Grants and Contributions:

Title:
Real-Time Data from IoT Devices and Their Influence on Decision Making
Agreement Number:
RGPIN
Agreement Value:
$110,000.00
Agreement Date:
May 10, 2017 -
Organization:
Natural Sciences and Engineering Research Council of Canada
Location:
Ontario, CA
Reference Number:
GC-2017-Q1-02574
Agreement Type:
Grant
Report Type:
Grants and Contributions
Additional Information:

Grant or Award spanning more than one fiscal year. (2017-2018 to 2022-2023)

Recipient's Legal Name:
Morita, Plinio (University of Waterloo)
Program:
Discovery Grants Program - Individual
Program Purpose:

With the wide expansion and uptake of Internet of Things (IoT), devices collecting our personal data and monitoring our every single move are now generating huge amounts of information.
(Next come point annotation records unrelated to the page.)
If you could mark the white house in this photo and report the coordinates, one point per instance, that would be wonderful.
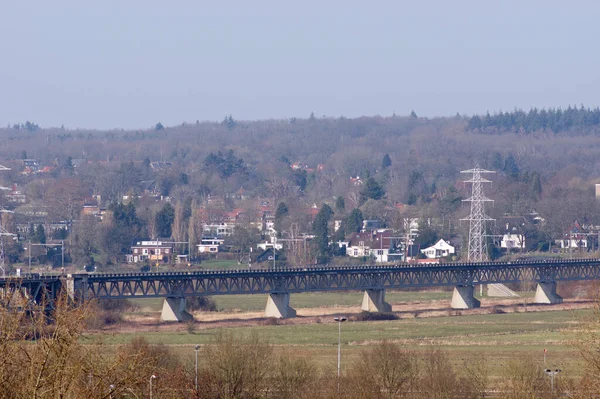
(376, 244)
(513, 241)
(210, 245)
(440, 249)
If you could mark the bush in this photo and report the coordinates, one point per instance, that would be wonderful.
(114, 305)
(204, 303)
(373, 316)
(271, 321)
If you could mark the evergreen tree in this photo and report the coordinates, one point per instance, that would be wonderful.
(371, 189)
(386, 162)
(536, 185)
(280, 214)
(354, 221)
(40, 234)
(164, 220)
(321, 231)
(510, 166)
(340, 204)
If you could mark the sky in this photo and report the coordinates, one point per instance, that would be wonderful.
(130, 64)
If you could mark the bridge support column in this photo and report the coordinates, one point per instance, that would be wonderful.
(174, 310)
(76, 287)
(546, 293)
(278, 306)
(374, 301)
(462, 298)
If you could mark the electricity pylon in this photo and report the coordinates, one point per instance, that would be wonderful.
(3, 233)
(477, 218)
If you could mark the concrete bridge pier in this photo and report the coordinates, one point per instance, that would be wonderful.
(174, 310)
(546, 293)
(278, 306)
(463, 298)
(374, 301)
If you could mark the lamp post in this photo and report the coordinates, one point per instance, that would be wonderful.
(197, 348)
(152, 377)
(339, 320)
(552, 373)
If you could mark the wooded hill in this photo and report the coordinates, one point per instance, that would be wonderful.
(547, 161)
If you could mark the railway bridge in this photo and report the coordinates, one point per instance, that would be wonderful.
(279, 284)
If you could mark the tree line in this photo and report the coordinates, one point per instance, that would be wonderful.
(48, 354)
(553, 119)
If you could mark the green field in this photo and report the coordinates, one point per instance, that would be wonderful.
(253, 303)
(498, 337)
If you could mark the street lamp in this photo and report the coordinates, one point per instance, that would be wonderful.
(339, 320)
(151, 378)
(197, 348)
(552, 373)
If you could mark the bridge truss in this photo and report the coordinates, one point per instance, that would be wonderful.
(287, 281)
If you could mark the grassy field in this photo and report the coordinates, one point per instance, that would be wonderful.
(253, 303)
(498, 337)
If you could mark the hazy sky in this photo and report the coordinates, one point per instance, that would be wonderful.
(129, 64)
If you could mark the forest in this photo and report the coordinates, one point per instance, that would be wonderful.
(547, 162)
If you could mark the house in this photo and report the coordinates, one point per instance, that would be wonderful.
(512, 236)
(375, 244)
(210, 245)
(356, 181)
(30, 166)
(267, 256)
(440, 249)
(148, 187)
(266, 245)
(512, 241)
(15, 196)
(372, 224)
(150, 250)
(575, 237)
(158, 166)
(223, 229)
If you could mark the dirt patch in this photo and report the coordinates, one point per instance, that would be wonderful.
(407, 310)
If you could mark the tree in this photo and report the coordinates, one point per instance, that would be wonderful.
(281, 213)
(321, 230)
(536, 185)
(238, 368)
(242, 240)
(354, 221)
(122, 228)
(386, 162)
(371, 189)
(386, 371)
(340, 204)
(164, 220)
(510, 166)
(40, 234)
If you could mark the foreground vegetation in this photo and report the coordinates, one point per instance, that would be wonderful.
(50, 355)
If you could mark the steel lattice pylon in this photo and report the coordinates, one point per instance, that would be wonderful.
(477, 218)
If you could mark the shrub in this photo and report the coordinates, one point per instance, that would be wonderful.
(373, 316)
(204, 303)
(271, 321)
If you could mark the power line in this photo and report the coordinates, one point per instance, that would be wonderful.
(477, 218)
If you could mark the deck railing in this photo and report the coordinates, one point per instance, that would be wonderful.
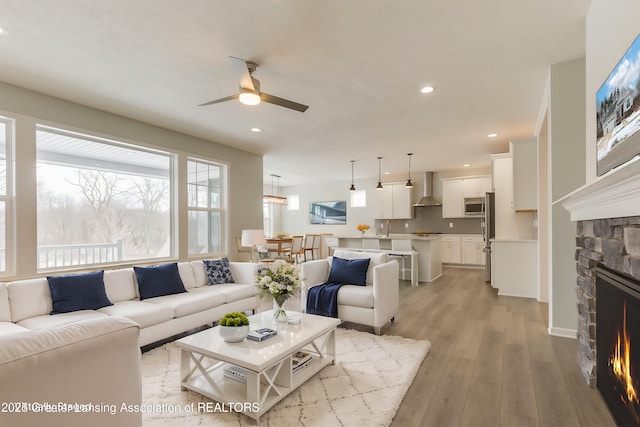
(70, 255)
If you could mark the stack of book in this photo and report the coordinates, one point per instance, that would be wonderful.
(299, 360)
(236, 373)
(262, 334)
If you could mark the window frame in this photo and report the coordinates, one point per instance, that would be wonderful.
(222, 209)
(9, 197)
(120, 143)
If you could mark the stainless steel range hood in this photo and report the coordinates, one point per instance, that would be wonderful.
(427, 198)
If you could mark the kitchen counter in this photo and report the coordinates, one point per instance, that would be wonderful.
(429, 255)
(393, 236)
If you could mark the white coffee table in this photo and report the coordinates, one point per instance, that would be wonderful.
(269, 376)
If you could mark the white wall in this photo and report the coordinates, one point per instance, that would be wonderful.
(245, 169)
(566, 168)
(297, 222)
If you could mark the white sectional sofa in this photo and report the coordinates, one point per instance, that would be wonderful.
(27, 304)
(374, 304)
(94, 363)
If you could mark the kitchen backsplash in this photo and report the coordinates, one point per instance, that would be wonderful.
(429, 220)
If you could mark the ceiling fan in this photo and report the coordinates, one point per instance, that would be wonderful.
(250, 89)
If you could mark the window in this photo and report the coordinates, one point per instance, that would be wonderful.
(100, 201)
(293, 203)
(6, 140)
(358, 198)
(206, 207)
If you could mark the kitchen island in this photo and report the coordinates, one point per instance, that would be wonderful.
(428, 248)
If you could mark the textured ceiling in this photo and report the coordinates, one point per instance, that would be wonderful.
(358, 64)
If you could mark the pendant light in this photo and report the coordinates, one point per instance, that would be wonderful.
(353, 187)
(272, 198)
(379, 186)
(409, 184)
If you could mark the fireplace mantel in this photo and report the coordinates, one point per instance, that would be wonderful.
(614, 195)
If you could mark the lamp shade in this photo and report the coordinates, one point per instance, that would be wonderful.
(253, 238)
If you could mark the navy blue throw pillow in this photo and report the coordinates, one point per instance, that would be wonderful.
(73, 292)
(349, 271)
(158, 280)
(218, 271)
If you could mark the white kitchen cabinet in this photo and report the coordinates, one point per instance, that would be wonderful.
(455, 190)
(476, 187)
(451, 249)
(515, 267)
(452, 198)
(472, 250)
(464, 249)
(402, 202)
(392, 202)
(525, 174)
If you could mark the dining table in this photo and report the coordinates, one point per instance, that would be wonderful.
(279, 242)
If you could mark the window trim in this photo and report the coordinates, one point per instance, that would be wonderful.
(223, 210)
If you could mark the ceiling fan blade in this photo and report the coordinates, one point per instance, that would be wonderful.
(283, 102)
(228, 98)
(242, 68)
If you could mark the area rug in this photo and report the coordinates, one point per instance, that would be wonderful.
(365, 387)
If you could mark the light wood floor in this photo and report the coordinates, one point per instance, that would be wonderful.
(491, 362)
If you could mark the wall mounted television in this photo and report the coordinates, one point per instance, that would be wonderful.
(618, 112)
(328, 212)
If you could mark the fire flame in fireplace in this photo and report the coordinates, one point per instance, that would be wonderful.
(620, 361)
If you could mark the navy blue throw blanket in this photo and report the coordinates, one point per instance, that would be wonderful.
(323, 299)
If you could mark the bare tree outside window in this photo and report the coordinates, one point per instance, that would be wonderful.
(106, 210)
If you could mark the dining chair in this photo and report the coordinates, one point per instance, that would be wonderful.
(309, 240)
(370, 244)
(243, 251)
(317, 241)
(296, 250)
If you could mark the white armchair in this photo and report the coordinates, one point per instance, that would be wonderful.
(374, 304)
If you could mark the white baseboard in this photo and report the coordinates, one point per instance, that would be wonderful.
(563, 332)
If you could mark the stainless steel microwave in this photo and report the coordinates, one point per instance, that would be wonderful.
(473, 206)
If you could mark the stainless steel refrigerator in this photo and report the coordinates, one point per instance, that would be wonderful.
(488, 224)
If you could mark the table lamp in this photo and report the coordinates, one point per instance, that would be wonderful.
(253, 238)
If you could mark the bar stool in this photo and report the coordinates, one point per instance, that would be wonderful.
(403, 246)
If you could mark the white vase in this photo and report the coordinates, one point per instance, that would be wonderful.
(279, 311)
(233, 333)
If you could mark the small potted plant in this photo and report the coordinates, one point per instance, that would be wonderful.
(234, 327)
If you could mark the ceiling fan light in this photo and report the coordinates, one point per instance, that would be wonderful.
(249, 98)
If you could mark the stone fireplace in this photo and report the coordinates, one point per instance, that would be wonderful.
(615, 244)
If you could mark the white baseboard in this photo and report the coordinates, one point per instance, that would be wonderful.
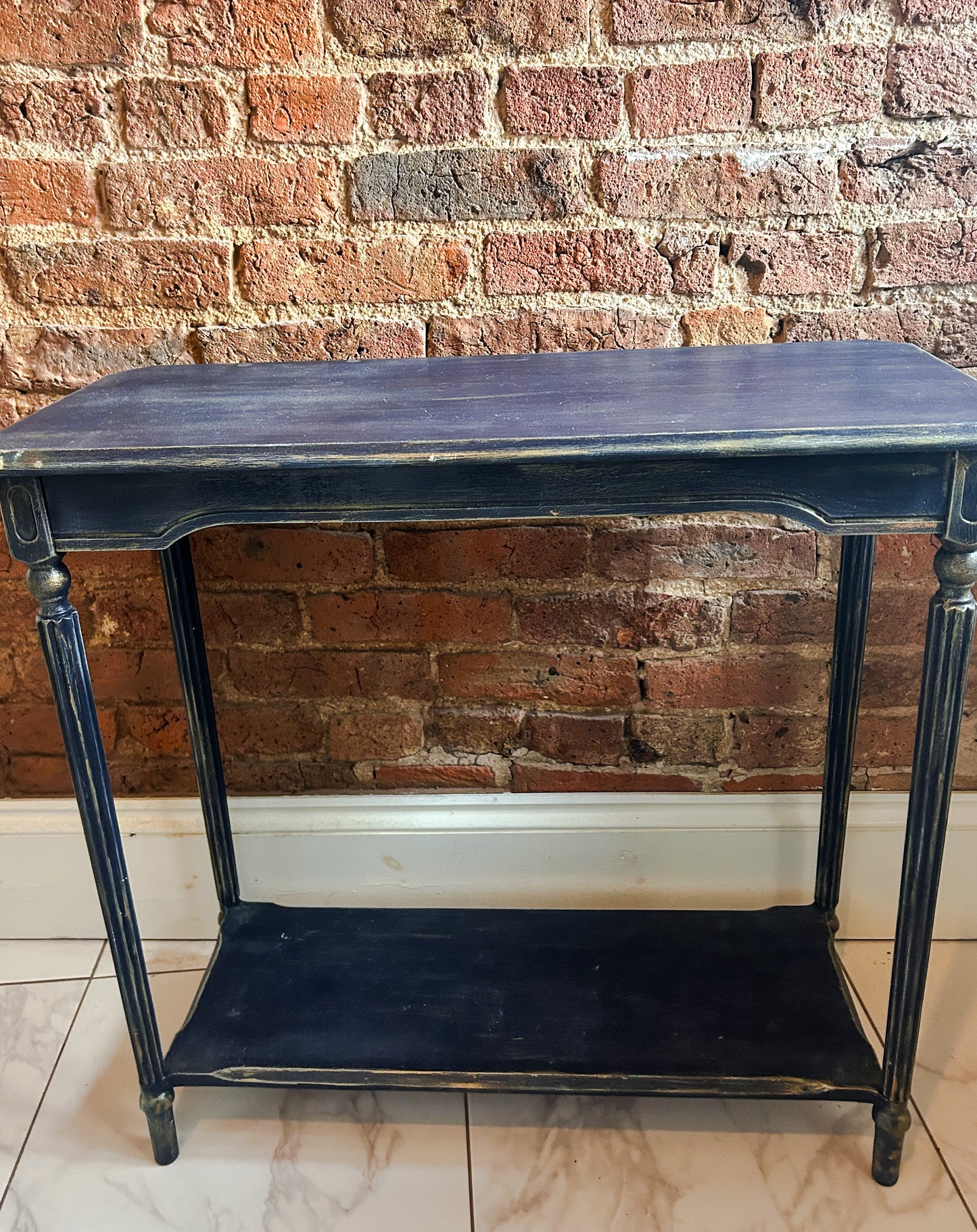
(494, 851)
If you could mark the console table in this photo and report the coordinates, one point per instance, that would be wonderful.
(852, 439)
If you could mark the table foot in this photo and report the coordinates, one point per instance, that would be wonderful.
(891, 1124)
(162, 1125)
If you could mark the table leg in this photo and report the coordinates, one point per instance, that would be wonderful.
(851, 623)
(64, 653)
(945, 663)
(195, 680)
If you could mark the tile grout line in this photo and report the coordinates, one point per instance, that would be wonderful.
(469, 1154)
(922, 1119)
(51, 1077)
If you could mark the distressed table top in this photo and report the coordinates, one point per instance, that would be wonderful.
(799, 398)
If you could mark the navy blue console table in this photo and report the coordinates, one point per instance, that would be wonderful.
(851, 439)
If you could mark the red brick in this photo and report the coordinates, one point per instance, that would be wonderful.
(7, 673)
(690, 550)
(694, 262)
(536, 778)
(43, 191)
(728, 325)
(935, 78)
(238, 34)
(891, 679)
(332, 674)
(281, 554)
(371, 737)
(782, 616)
(579, 738)
(665, 21)
(922, 253)
(55, 359)
(795, 262)
(82, 32)
(427, 109)
(533, 262)
(485, 552)
(914, 178)
(345, 339)
(154, 776)
(314, 110)
(169, 114)
(906, 559)
(885, 740)
(454, 778)
(956, 339)
(924, 13)
(778, 740)
(707, 97)
(738, 682)
(269, 730)
(191, 193)
(899, 616)
(421, 28)
(127, 676)
(547, 329)
(562, 101)
(477, 730)
(70, 115)
(408, 617)
(682, 740)
(248, 617)
(34, 728)
(565, 679)
(389, 270)
(136, 676)
(10, 409)
(124, 615)
(111, 568)
(18, 605)
(40, 776)
(156, 730)
(623, 619)
(838, 84)
(799, 782)
(289, 778)
(887, 323)
(646, 184)
(120, 274)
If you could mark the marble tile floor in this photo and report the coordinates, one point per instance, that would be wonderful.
(74, 1155)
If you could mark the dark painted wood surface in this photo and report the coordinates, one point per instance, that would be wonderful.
(678, 998)
(690, 401)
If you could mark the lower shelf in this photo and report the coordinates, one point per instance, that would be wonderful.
(657, 1002)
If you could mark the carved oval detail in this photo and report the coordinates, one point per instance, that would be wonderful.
(22, 515)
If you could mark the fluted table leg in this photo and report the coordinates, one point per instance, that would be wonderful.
(947, 659)
(64, 653)
(851, 626)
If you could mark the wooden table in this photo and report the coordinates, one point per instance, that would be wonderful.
(851, 439)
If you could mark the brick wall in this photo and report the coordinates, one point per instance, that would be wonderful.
(264, 180)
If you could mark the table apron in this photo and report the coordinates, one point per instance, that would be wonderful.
(843, 494)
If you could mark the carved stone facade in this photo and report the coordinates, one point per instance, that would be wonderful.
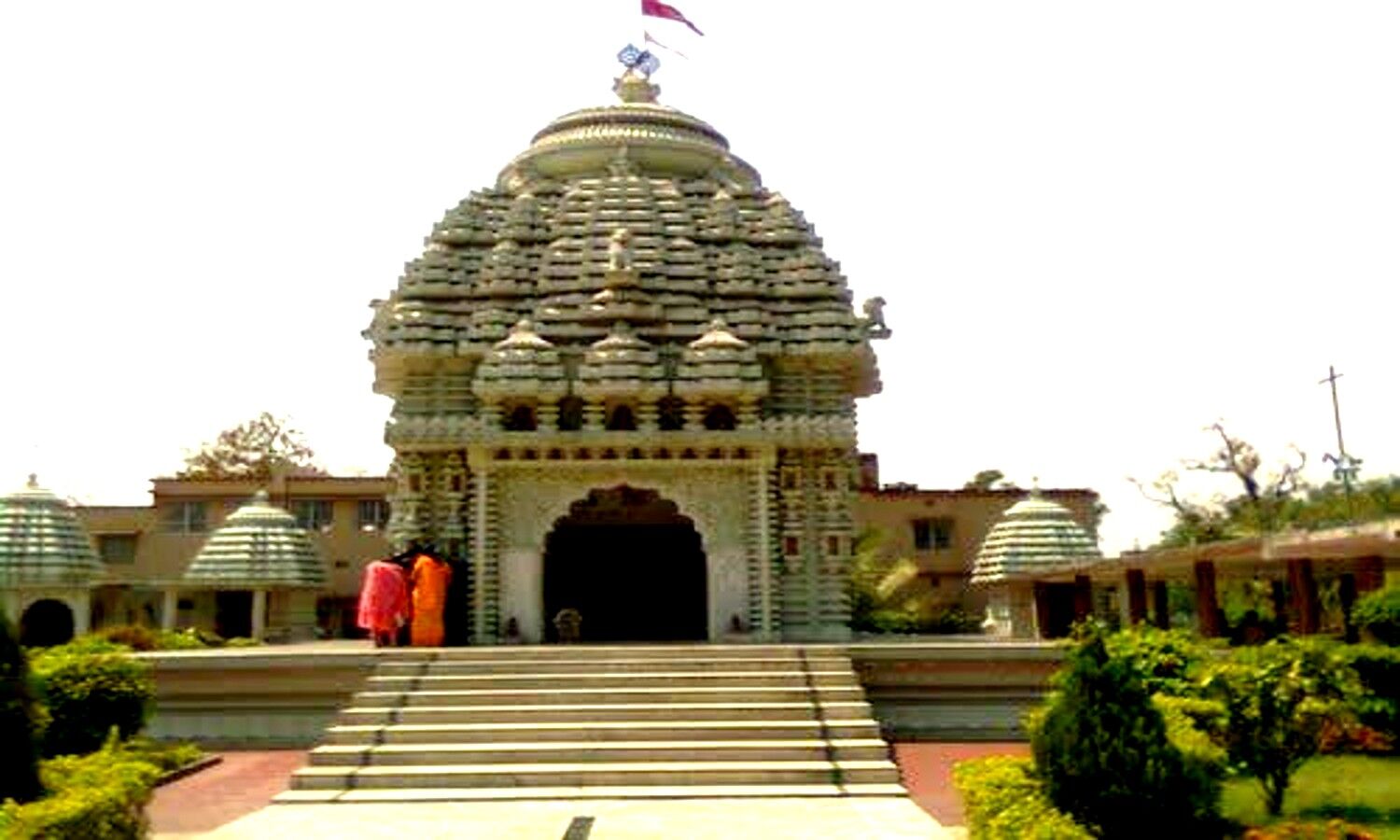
(629, 307)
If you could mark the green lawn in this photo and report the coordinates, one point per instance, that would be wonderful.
(1357, 789)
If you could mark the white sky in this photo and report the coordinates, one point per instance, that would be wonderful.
(1099, 226)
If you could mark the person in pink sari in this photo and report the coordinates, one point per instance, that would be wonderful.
(384, 601)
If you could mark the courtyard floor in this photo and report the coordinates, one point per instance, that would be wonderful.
(227, 801)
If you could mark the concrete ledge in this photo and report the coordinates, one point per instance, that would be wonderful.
(955, 689)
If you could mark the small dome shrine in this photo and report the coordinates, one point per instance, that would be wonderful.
(42, 542)
(1033, 537)
(258, 548)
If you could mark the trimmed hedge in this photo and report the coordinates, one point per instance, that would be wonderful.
(1002, 800)
(1111, 758)
(1378, 613)
(98, 795)
(89, 693)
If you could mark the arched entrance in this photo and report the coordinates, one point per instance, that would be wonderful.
(630, 565)
(45, 623)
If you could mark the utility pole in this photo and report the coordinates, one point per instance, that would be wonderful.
(1344, 467)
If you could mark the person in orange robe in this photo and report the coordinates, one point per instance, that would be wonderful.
(430, 582)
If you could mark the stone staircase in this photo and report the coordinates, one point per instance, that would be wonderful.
(568, 722)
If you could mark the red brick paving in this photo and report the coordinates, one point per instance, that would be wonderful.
(243, 783)
(929, 773)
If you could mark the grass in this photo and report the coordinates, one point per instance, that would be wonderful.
(1361, 790)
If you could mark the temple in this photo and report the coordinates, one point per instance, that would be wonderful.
(624, 383)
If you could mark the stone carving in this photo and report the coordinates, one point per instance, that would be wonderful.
(875, 318)
(619, 254)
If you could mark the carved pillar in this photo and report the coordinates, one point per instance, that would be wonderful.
(1137, 596)
(1302, 585)
(1207, 608)
(1083, 598)
(1347, 594)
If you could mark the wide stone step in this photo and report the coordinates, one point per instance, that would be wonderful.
(616, 651)
(596, 773)
(602, 711)
(622, 665)
(434, 679)
(580, 752)
(691, 791)
(557, 696)
(599, 731)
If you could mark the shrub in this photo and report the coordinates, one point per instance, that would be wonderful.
(1378, 703)
(101, 794)
(1169, 661)
(1105, 752)
(1378, 613)
(1280, 697)
(1296, 831)
(1002, 800)
(132, 636)
(90, 693)
(20, 756)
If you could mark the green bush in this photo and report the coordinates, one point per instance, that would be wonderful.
(1002, 800)
(1378, 703)
(87, 694)
(19, 720)
(1280, 699)
(1378, 613)
(1169, 661)
(98, 795)
(1106, 755)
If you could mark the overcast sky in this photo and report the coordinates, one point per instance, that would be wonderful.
(1099, 226)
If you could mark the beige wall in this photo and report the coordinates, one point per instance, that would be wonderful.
(161, 556)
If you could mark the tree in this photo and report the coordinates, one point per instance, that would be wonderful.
(19, 759)
(252, 451)
(1280, 697)
(1263, 504)
(990, 479)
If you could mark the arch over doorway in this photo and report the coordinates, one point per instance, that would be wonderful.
(47, 622)
(632, 566)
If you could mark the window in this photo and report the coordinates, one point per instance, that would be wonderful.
(187, 517)
(570, 413)
(622, 419)
(671, 413)
(313, 514)
(520, 419)
(117, 548)
(372, 514)
(932, 534)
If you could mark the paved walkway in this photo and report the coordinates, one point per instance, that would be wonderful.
(230, 800)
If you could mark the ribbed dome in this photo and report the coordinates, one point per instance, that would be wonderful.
(664, 137)
(523, 363)
(632, 212)
(258, 548)
(720, 363)
(42, 540)
(1035, 535)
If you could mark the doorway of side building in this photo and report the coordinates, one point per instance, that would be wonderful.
(630, 565)
(234, 613)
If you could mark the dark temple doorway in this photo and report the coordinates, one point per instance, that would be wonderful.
(630, 565)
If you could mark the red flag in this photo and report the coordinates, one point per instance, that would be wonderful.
(671, 13)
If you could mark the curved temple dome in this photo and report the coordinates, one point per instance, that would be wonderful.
(1035, 535)
(258, 548)
(629, 305)
(42, 542)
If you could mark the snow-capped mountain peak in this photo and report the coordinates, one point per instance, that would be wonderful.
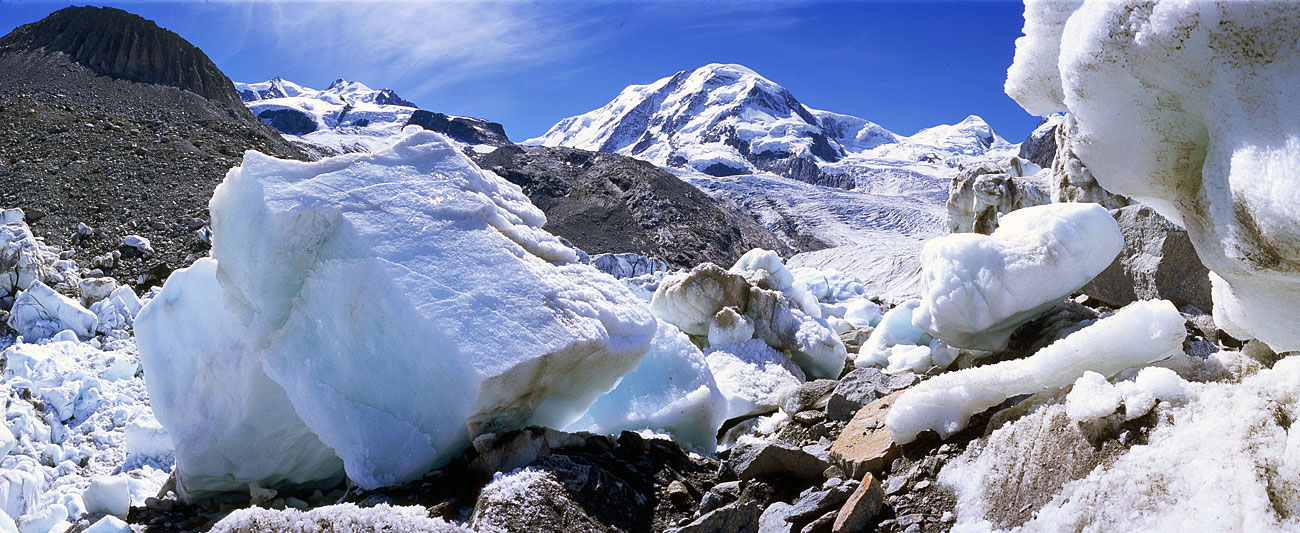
(719, 118)
(724, 120)
(339, 92)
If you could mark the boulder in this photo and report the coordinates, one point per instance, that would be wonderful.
(862, 506)
(1158, 261)
(748, 462)
(403, 302)
(531, 501)
(866, 443)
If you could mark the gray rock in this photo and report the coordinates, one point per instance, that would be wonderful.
(531, 502)
(861, 507)
(776, 458)
(736, 516)
(774, 519)
(719, 495)
(857, 389)
(809, 395)
(1157, 263)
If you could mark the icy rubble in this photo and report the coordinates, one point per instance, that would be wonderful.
(979, 289)
(672, 390)
(73, 410)
(628, 265)
(406, 267)
(1187, 107)
(1152, 485)
(1138, 334)
(762, 290)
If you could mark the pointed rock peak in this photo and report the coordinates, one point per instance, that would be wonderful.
(125, 46)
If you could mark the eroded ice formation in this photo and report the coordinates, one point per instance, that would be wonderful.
(404, 300)
(1187, 107)
(979, 289)
(1140, 333)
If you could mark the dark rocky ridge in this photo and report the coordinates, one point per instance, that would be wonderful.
(121, 156)
(611, 203)
(124, 46)
(464, 129)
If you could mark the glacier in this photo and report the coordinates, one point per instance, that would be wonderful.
(1187, 107)
(978, 289)
(404, 267)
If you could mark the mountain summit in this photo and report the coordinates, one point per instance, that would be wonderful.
(723, 120)
(124, 46)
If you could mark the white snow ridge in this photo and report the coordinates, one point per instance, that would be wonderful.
(368, 290)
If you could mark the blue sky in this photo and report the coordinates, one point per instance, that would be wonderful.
(527, 64)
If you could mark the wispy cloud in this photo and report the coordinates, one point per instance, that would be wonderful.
(425, 46)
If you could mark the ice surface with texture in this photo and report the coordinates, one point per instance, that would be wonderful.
(759, 290)
(208, 388)
(1247, 485)
(979, 289)
(82, 397)
(895, 336)
(1140, 333)
(1187, 107)
(672, 390)
(40, 312)
(753, 377)
(415, 269)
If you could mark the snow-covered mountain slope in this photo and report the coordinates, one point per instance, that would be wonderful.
(351, 117)
(814, 217)
(345, 117)
(726, 120)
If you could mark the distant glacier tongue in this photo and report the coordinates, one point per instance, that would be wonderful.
(404, 300)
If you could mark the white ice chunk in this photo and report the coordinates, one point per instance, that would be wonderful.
(783, 280)
(7, 441)
(117, 311)
(978, 289)
(1186, 105)
(407, 300)
(753, 377)
(895, 329)
(108, 494)
(18, 492)
(1092, 398)
(1140, 333)
(729, 328)
(672, 390)
(39, 312)
(139, 243)
(108, 524)
(208, 389)
(831, 285)
(862, 312)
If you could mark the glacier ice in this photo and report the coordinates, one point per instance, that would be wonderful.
(108, 494)
(208, 389)
(758, 289)
(1187, 107)
(753, 377)
(40, 312)
(672, 390)
(979, 289)
(895, 336)
(1140, 333)
(412, 268)
(781, 278)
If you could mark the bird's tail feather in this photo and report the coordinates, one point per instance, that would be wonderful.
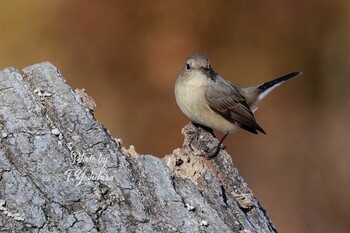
(267, 87)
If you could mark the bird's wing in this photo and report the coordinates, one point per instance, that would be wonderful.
(226, 100)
Current forecasts indicate between 26 and 75 billion IoT connected devices by 2020, with the IoT smart home market estimated to be at US$ 121.73 billion by 2022, and as much as 69% of North Americans expected to buy at least one in-home or wearable IoT device by 2019. However, all the data generated by these technologies are still siloed within manufacturers’ cloud services and require proprietary algorithms to be processed, with limited effort towards providing users with meaningful and actionable knowledge. Users are discontinuing the use of IoT and wearable technology due to limited usefulness of the data and information overload.
In this research program, we aim to advance knowledge of Human Factors Engineering in the area of IoT and wearable technology by: (1) exploring how different types of users (novice/experts, young/elderly, users/super users) have been processing and integrating this data, the impact of trust in the connected technology, how this data influences decision making (DM), and the effects of information overload; (2) creating data integration frameworks and data visualizations to generate meaningful use for this data, and (3) creating encapsulations and new ubiquitous sensors fully integrated into a smart homes to reduce barriers towards data collection.
A mixed-methods approach will be used to explore how different types of users manage the information overload and integrate the data from IoT devices into actionable knowledge. In-situ observations combined with interviews will provide insights on how different types of users handle the overload in their home settings, providing important contextual information for the design of new technology. In-lab controlled studies will be used to demonstrate the impact of data on DM and trust in the technology. Data integration frameworks, visualizations, and new encapsulations will be generated and tested using well established Human Factors Engineering methodologies, replicating cognitive processes used by experienced users to provide everyday users with the same level of actionable information.
This research program will provide IoT technology users, researchers, and innovators with: (1) advanced knowledge of the impact of IoT and wearable data on DM, trust in the technology, and information overload; and (2) resources to deal with information overload (data integration frameworks, data visualizations, and improved sensors) to provide actionable and useful information, increase situation awareness, and improve trust in the technology. The knowledge generated in this research program will benefit everyday use, military, emergency services, transportation, and healthcare applications of IoT and wearable sensory technology.